With experience, I have tried to come up with a 16 step approach (could be more, could be less) to apply a structured approach to solving a data science problem.

I would try to give an overview of what the approach is and yes, nothing is written in stone. The important thing is that this approach can be adopted, modified and tailored to the need of the problem at hand.

Step 1: Formulate the business problem

It is extremely important that the data scientist formulates the business problem identifying the primary objective! This primary objective could be as simple as — I want to forecast sales for the next 6 months or it could be as complex as finding out reasons why employees leave an organization. However, it is very important that the data scientist is clear about what he/she is going to solve.

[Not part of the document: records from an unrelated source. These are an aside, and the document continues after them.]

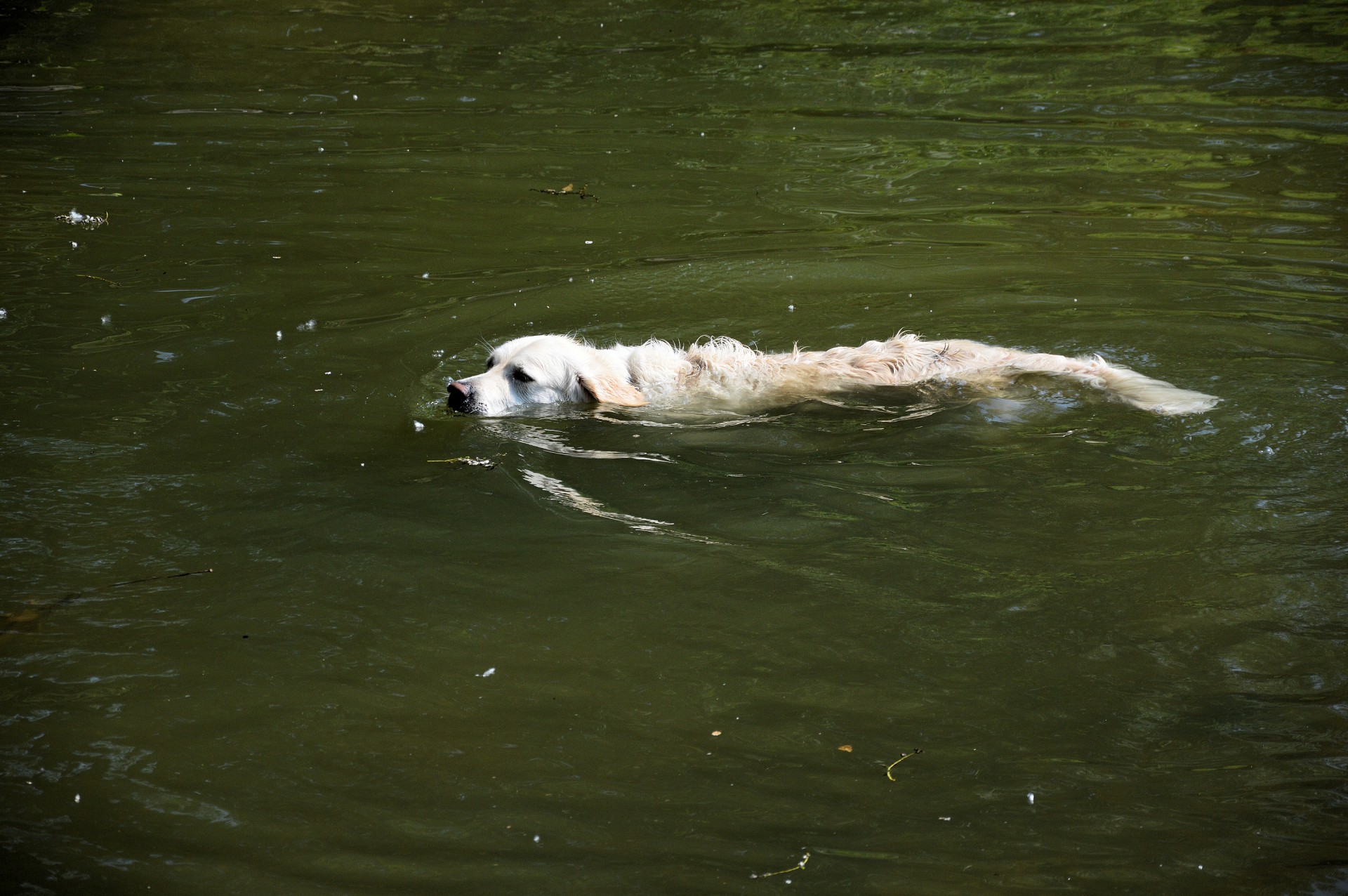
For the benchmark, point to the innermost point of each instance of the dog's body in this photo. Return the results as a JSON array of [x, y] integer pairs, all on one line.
[[548, 369]]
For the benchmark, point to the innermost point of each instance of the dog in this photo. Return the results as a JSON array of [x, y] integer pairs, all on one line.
[[549, 369]]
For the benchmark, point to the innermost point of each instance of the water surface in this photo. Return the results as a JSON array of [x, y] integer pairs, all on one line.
[[647, 651]]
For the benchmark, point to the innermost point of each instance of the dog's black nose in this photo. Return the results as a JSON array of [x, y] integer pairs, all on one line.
[[458, 395]]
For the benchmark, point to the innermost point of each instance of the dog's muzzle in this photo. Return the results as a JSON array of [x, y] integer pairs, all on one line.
[[460, 398]]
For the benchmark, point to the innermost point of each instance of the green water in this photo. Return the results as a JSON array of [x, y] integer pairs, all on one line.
[[624, 658]]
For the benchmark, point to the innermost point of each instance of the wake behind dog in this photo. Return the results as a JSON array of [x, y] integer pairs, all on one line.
[[552, 369]]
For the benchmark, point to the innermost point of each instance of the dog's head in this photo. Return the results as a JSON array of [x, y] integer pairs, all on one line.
[[545, 369]]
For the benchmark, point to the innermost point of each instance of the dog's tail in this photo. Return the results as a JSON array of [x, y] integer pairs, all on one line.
[[1137, 390]]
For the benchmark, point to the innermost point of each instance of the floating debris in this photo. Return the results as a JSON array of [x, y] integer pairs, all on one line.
[[788, 871], [568, 190], [89, 221], [468, 461], [897, 762]]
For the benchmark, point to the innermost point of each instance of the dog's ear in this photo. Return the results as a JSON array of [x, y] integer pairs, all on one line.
[[612, 391]]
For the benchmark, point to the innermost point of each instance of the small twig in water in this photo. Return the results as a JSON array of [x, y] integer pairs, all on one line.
[[897, 762], [95, 277], [568, 190], [468, 461], [788, 871], [38, 611]]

Also important is to clearly define and agree with business users on how would the success of the solution be measured. It can be either qualitative or in most cases it is quantitative. An example would be — Accuracy of the weekly sales forecast should be atleast 80% averaged over an 8 week period. Other examples could be that we would like to identify the primary reasons due to which there is employee attrition or customer churn. While the first example is a quantitative measure, the second is a qualitative measure and should be address by formulating appropriate hypothesis.

It is extremely important to have a sign-off from business users to avoid any issues further.

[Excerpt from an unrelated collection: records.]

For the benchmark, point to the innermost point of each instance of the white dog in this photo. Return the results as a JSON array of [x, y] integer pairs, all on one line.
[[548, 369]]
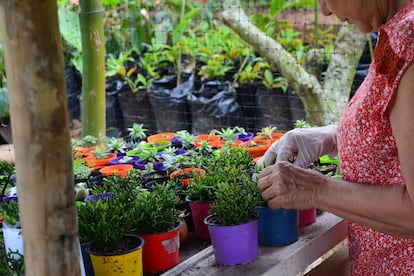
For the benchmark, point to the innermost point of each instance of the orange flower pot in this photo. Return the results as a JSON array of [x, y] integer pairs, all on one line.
[[120, 169], [256, 149], [205, 137], [165, 136], [275, 136], [92, 162]]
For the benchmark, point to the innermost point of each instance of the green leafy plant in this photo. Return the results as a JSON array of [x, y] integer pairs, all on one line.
[[104, 219], [186, 138], [236, 200], [100, 152], [89, 140], [229, 133], [203, 188], [113, 144], [155, 212], [80, 170], [137, 132], [11, 213], [7, 170], [12, 262], [266, 132]]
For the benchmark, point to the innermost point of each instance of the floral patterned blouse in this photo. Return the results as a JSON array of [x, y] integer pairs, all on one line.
[[367, 149]]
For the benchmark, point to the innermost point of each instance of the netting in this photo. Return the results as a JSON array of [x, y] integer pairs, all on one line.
[[203, 65]]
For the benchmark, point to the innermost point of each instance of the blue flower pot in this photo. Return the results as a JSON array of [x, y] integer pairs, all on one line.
[[277, 227]]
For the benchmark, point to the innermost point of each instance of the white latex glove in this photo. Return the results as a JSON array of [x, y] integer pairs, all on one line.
[[305, 144]]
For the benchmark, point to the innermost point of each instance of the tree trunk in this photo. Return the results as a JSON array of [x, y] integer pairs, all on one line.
[[320, 109], [40, 129], [93, 84]]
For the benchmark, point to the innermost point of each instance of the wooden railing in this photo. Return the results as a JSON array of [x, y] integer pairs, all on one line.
[[314, 241]]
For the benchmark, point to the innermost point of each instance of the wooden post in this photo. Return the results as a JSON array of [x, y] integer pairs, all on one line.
[[41, 137]]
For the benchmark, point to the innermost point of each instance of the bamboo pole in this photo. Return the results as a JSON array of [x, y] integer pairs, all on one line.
[[93, 83], [40, 129]]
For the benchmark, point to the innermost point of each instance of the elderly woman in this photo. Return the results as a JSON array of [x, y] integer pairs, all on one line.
[[374, 143]]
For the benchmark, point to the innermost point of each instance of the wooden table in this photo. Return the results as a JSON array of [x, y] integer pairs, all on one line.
[[314, 241]]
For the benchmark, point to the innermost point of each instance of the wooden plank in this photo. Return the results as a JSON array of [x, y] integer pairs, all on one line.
[[314, 241]]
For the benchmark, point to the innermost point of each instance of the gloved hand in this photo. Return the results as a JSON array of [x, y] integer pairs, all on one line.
[[306, 145]]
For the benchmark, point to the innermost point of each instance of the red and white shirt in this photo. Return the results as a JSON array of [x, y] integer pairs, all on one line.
[[367, 150]]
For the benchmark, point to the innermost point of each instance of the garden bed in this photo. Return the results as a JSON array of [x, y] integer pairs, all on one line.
[[315, 240]]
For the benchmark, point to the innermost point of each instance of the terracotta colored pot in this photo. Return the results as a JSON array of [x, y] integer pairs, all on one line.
[[256, 149], [275, 136], [205, 137], [120, 169], [91, 160]]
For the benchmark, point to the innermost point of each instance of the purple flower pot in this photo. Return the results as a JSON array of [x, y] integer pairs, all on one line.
[[245, 137], [6, 199], [125, 160], [235, 244]]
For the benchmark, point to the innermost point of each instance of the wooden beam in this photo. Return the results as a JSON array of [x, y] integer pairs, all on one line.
[[41, 137]]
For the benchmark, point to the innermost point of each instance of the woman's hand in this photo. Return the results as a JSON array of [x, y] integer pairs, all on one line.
[[304, 145], [285, 185]]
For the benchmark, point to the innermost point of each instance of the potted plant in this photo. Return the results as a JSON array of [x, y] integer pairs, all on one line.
[[268, 133], [137, 133], [155, 219], [13, 238], [99, 157], [11, 265], [232, 223], [277, 227], [103, 221], [256, 149]]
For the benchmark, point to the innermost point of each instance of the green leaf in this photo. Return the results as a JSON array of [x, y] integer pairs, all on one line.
[[70, 28]]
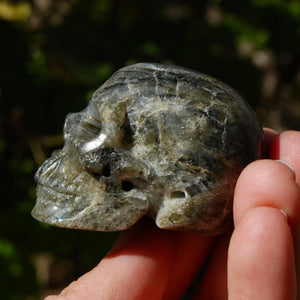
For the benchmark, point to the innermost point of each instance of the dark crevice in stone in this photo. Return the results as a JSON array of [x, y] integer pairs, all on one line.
[[127, 185]]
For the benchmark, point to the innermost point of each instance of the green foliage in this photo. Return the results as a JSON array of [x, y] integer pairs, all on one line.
[[54, 54]]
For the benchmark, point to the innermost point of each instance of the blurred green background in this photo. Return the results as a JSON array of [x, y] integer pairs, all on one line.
[[54, 54]]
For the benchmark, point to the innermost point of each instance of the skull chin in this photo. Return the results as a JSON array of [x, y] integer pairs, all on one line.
[[68, 196]]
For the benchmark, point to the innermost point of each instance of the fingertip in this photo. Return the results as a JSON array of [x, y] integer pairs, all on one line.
[[286, 147], [261, 257], [267, 183]]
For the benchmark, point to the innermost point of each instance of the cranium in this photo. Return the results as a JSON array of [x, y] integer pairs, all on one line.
[[154, 140]]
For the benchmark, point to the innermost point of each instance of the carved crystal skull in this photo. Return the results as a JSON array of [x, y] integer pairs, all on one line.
[[155, 140]]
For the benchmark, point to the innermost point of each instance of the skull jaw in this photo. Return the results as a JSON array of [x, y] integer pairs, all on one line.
[[69, 197]]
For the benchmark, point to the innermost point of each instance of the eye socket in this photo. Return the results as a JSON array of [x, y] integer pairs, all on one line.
[[177, 194], [127, 185]]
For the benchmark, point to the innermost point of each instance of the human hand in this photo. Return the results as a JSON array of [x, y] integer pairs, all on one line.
[[255, 261]]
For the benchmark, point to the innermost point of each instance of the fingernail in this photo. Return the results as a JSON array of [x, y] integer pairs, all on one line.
[[287, 164]]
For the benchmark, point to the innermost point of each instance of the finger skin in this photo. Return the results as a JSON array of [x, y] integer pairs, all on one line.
[[261, 263], [261, 258], [286, 146], [148, 263], [267, 183], [214, 284]]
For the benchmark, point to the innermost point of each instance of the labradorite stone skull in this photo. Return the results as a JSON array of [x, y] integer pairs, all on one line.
[[156, 140]]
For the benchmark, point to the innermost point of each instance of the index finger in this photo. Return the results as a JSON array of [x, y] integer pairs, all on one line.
[[286, 147]]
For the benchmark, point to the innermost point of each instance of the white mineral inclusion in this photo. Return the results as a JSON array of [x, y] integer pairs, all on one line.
[[156, 140], [94, 144]]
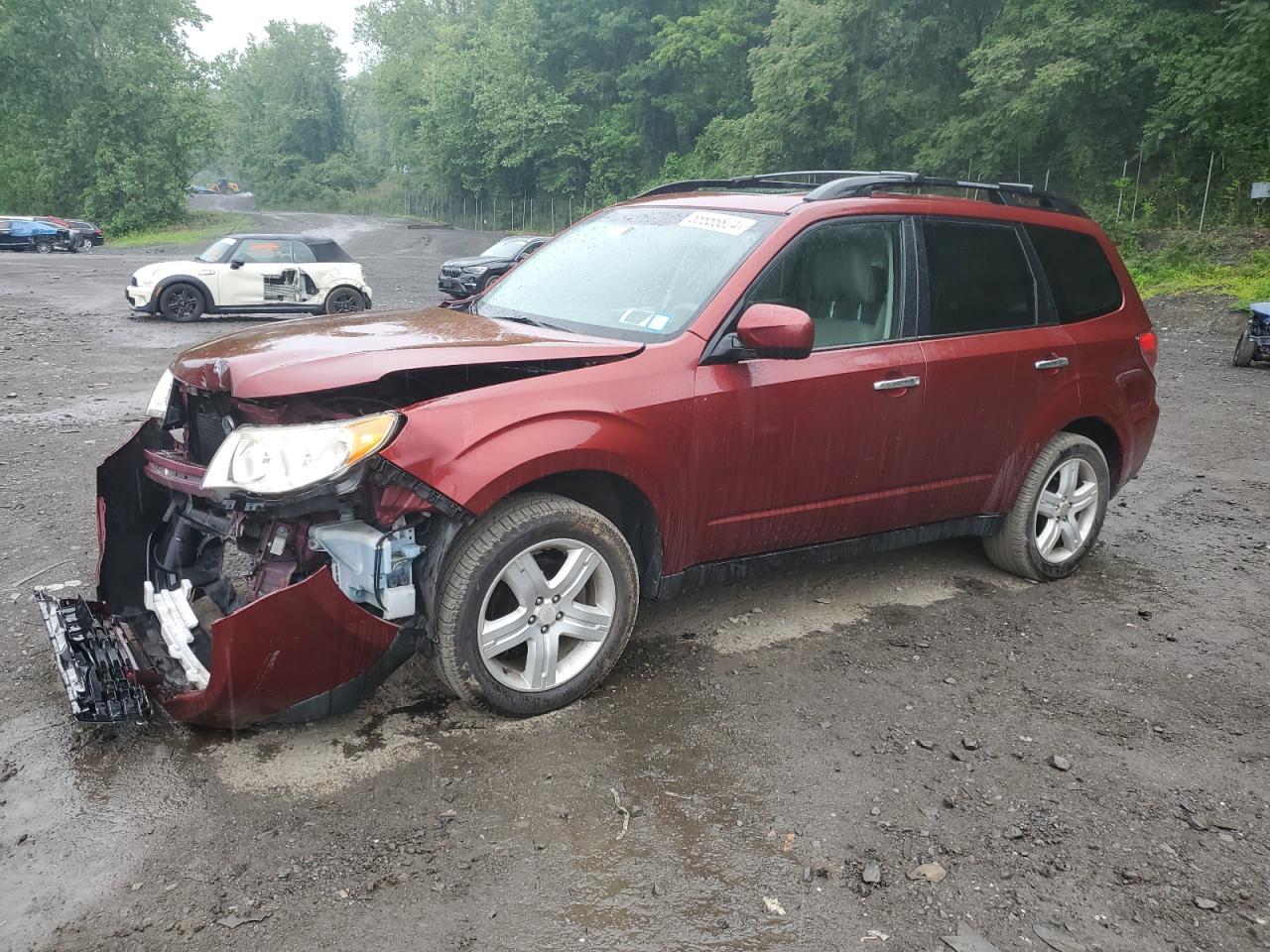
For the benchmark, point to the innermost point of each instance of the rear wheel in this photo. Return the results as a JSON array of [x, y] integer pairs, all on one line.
[[182, 303], [1058, 513], [344, 301], [1243, 350], [536, 604]]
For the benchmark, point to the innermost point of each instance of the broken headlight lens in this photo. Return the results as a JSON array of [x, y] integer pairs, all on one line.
[[162, 398], [273, 460]]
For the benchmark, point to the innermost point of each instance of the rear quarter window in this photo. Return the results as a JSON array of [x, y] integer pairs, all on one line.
[[1080, 278]]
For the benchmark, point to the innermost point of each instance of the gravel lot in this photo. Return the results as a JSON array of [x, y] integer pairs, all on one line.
[[792, 756]]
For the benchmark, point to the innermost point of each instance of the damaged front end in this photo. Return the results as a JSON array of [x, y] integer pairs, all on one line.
[[229, 593]]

Step 2: Identify the right infrastructure, the libraries that are going to be used

It is important to identify the right infrastructure as this becomes crucial in not only achieving the outcomes but also ensuring that the machine learning model learns in a reasonable amount of time. Choosing the right infrastructure — as an example a Sagemaker Environment on AWS or Azure Machine Learning or Google Cloud could be chosen and infrastructure planned accordingly based on the compute and storage required.

It is also important to identify the libraries and the version that is going to be used for the project. If the project is going to be built using Tensorflow or Scikit Learn on Python, then it is important to identify the right version of libraries being used.

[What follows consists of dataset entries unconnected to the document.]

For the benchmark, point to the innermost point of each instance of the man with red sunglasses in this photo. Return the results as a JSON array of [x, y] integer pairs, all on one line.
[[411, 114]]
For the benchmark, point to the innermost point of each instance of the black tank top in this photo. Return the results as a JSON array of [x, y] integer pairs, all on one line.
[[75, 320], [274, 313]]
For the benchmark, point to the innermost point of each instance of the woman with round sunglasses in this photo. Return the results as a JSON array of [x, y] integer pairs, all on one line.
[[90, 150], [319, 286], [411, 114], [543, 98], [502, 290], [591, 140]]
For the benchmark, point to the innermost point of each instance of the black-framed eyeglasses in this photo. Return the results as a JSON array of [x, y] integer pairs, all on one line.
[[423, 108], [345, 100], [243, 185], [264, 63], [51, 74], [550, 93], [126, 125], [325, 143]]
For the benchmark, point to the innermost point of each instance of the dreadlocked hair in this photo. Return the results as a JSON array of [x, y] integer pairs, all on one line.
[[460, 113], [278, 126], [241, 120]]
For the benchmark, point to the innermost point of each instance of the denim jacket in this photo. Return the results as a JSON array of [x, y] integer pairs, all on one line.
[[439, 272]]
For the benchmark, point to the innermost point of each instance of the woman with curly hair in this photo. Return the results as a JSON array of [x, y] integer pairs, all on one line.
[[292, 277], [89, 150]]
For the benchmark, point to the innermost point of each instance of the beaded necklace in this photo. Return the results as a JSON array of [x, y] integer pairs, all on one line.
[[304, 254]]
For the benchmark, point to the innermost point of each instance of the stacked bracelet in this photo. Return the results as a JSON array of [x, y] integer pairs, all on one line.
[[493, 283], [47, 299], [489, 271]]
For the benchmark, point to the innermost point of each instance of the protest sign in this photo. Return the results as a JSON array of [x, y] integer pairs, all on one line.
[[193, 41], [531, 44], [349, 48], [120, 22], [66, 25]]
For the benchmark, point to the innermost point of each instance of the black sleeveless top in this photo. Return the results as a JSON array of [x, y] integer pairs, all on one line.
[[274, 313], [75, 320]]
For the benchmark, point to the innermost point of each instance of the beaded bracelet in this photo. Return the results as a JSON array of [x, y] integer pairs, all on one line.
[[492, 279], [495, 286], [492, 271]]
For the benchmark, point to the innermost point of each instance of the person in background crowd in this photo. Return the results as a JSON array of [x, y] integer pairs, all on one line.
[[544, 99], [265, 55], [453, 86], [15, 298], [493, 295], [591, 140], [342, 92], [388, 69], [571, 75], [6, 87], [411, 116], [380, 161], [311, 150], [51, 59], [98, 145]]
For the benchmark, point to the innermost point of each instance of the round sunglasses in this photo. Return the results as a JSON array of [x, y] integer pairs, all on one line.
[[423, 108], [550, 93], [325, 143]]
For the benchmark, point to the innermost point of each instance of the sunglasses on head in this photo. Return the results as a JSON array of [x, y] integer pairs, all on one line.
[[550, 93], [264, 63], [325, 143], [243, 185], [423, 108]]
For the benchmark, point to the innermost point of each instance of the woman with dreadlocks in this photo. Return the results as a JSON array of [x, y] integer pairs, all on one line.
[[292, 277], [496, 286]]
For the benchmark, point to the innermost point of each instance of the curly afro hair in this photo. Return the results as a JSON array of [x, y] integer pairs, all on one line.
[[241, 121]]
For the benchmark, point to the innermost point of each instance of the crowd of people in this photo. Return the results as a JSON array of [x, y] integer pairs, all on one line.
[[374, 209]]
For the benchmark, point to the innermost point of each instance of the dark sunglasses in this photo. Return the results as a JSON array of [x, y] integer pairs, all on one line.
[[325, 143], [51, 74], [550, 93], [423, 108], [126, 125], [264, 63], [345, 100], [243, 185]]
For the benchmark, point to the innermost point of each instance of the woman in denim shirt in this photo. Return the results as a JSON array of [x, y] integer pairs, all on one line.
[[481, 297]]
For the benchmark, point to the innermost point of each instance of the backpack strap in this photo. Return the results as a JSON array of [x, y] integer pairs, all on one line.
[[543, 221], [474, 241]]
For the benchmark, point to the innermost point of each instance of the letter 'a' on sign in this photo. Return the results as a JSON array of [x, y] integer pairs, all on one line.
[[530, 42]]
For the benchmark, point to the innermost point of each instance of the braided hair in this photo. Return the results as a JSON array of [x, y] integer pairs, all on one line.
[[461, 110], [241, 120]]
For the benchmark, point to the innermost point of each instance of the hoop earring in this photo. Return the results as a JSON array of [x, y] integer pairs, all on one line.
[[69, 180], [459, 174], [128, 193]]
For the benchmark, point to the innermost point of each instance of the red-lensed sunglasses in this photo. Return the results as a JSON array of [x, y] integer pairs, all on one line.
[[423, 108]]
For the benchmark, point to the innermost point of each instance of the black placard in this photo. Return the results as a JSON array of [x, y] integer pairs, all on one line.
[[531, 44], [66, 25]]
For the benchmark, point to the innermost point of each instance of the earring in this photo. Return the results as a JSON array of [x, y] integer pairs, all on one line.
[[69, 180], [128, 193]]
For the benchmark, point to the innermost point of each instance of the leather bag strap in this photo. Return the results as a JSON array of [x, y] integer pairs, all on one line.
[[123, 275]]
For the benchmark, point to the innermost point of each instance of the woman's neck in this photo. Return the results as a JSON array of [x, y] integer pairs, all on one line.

Step 3: Identify the right datasets and define the dependent and independent variables

While we can fancy about solving the most complex problems using data science, the core of the solution lies in the data. Most data scientists would spend atleast 70% of their time working on data. So it is important to identify the right datasets or data sources that need to be worked on.

It is also important to identify how do you identify the “target” variable. In Data Science, target variable is something that you are trying to predict. Hence it is important to identify the variable/column in the dataset that is going to be defined as the target. The rest of the columns/features become independent variables which will be used to predict the “target variable”.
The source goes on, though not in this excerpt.